Southern BBQ

In the Mid-West, the term “barbecue” is used most often as a verb. As in, “Come over tonight! We are going to barbecue!”. And if you accepted this invitation, you’d most likely have a meal of burgers and sausages that were put on a barbecue…a gas or coal grill.

But in the Southeastern United States, barbecue is a treasured cuisine of its own. From Wikipedia:

It was the Spanish who first introduced the pig into the Americas and to the American Indians. The Indians, in turn, introduced the Spanish to the concept of true slow cooking with smoke. The Spanish colonists came to South Carolina in the early 16th century and settled at Santa Elena. It was in that early American colony that Europeans first learned to prepare and to eat “real” barbecue. So, people were eating barbecue in South Carolina even before that name had been applied to the area by the English.

It’s a big deal where I’m from. Growing up in the South, you have a favorite BBQ restaurant, one that deserved your loyalty. People are always trying to send you to their favorite, too. And then you have to decide what kind of barbecue you like.
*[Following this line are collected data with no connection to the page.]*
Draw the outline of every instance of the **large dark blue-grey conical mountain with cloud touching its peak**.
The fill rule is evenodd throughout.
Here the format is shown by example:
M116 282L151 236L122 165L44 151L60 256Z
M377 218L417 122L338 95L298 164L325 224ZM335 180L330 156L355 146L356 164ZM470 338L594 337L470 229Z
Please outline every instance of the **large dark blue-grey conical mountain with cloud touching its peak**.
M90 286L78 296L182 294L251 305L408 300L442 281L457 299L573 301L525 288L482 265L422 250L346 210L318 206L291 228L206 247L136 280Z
Usually depending on what part of the country you’re born, there are lots of regional varieties:

Each Southern locale has its own particular variety of barbecue, particularly concerning the sauce. North Carolina sauces vary by region; eastern North Carolina uses a vinegar-based sauce, the center of the state enjoys Lexington-style barbecue which uses a combination of ketchup and vinegar as their base, and western North Carolina uses a heavier ketchup base.

The barbecue of Alabama, Georgia, and Tennessee is almost always pork served with a sweet tomato-based sauce. However, several regional variations exist as well. Alabama is particularly known for its distinctive white sauce, a mayonnaise- and vinegar-based sauce, originating in northern Alabama, used predominantly on chicken and pork. A popular item in North Carolina and Memphis is the pulled pork sandwich served on a bun and often topped with coleslaw. Pulled pork is prepared by shredding the pork after it has been barbecued.

Vinegar, tomato, mustard sauces; brisket, smoked, and braised pork, chicken, or beef…the world of barbecue is a large one. I love it all, to be perfectly honest.

Obviously, the folk at Smoque Barbecue, in Chicago, IL, do too. Former IT guys turned smoked-meat connoisseurs, they have been lovingly providing BBQ to Chicago’s Northwest and beyond for about 5 years. We’re really excited that they’re bringing their upscale-downhome cooking to our wedding, and we know you’ll be excited too!